Munich, too, especially at the end of September I’ve heard they double the width of the sidewalks (yes, this is a joke).
Hamburg also seemed to have sidewalks about 2X what you tend to see in US cities. Some smaller cities I’ve been to also have plenty of room for a 4-person table, taking up half or less of the width. I’ve only walked to a few restaurants in Frankfurt and at least in the areas I was in, the sidewalks seemed smaller, more like US. But that could just be due to limited exposure.
I generally like dining al fresco, provided the weather is clement and the setting is reasonably relaxing and quiet. I also value the fresh air exchange and distancing. Views from outside always beat views through windows.
But I also agree with many here that far too many places’ outdoor seating are too loud, polluted and lack privacy.

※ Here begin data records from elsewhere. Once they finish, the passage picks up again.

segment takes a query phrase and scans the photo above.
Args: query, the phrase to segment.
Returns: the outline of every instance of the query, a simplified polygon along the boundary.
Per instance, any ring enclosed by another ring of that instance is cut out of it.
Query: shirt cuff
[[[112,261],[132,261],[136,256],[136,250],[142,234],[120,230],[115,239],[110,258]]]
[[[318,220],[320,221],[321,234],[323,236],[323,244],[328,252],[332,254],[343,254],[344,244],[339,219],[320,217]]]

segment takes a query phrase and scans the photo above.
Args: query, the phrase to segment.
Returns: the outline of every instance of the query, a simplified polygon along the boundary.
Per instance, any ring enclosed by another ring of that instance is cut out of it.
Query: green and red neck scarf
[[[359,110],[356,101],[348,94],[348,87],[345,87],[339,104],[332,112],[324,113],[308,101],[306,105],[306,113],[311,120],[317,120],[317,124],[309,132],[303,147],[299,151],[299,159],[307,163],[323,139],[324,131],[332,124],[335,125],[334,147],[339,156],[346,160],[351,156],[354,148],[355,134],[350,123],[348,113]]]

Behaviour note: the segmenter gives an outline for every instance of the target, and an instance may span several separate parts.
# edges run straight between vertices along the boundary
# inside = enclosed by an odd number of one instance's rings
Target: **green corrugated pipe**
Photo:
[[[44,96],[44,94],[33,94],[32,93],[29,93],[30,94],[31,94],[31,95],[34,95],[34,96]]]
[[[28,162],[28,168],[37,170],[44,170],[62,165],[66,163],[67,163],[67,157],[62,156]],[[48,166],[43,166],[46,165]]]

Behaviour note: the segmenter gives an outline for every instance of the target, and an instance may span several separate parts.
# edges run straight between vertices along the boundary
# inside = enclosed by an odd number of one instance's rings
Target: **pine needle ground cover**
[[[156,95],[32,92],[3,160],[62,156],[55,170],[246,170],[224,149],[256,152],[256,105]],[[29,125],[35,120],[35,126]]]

I think many of these “ugly” areas are artifacts of the depths of the Pandemic, when putting them in was the only way for a business to survive.
They certainly increased with the pandemic, but crowded streets and parking lot dining has been around for decades in the Philadelphia\Delaware Valley regions.
Yes! And then there are the people walking dogs along the sidewalk who don’t seem to notice or care that their dog is jumping at you and your food.
And the pigeons that poop on your food.
And the bees and flies that get attracted to your food, and the mosquitos that are attracted to you.
The restaurants with patios and gardens that offer dining in good weather are very different and delightful compared to the actual street. Oleana in Cambridge, MA, is a prime example. Twinkling, not garish fairy lights are also lovely.
Some photos here (beyond pay wall, I think, unfortunately, and the Globe doesn’t allow me to gift). Pre covid prices but some menu items are still current.
And a photo from Facebook…Tried to paste it in but I’m not on Facebook so you’d have to log in, apparently, to see it. It’s a lovely photo
CCE
(Keyrock the unfrozen caveman lawyer; your world frightens & confuses me)
374
Not sure but I guess there’s fewer staff trips to table (no need to stop and drop them off) and maybe if they’re keeping a clean shop, wiping down the menus after use? (just spitballing, and I wonder how often the menus really get wiped anyway)
I’d say the biggest things the QR codes did was cut down on menu reprints (and/or labor intensive over-writes) during a time of rapidly changing food costs. One small family-run joint I sometimes visit does not have a website, and had to keep pulling their menus out of the glossies and stickering over the old prices.
Finally they just put a big sticker on the front saying “prices may not be up to date, ask us for current price”. When my son and I were last in there he asked why I didn’t inquire about the current pricing, and I told him it was because I trusted them and they wouldn’t charge more than they needed to.
Call me stupid but I can’t understand how your poor service is attributable to the medium of the menus, nor how it leads to job losses as asked previously.
QR code menus often give you the option (or the imperative) to order your food online, without the interaction of a human standing near your table. This was the case at (among others) Freehold in the Park - I sat down, brought up the menu on my phone, and ordered. A runner brought me my food and a busser removed the empty plates. There were a few waitstaff roaming about, but their main role was to get flagged down and asked questions. So this place could get by with fewer servers, because the job of taking orders and conveying them to the kitchen was done by the diners themselves.
Ahhh! Got it! It’s not just to view the menu, it’s an entire platform to order and expedite. I’ve never dined anywhere like that. Maybe an airport… I think T5 JFK.
I have nothing against the practice in theory, but a 20% tip for nothing at all rubs me the wrong way. At Sweet Chick, not only do you order your own food, you also bus your own table and refill your own water. Obviously, I tipped anyway, I’m not an ogre. But I wasn’t thrilled about it.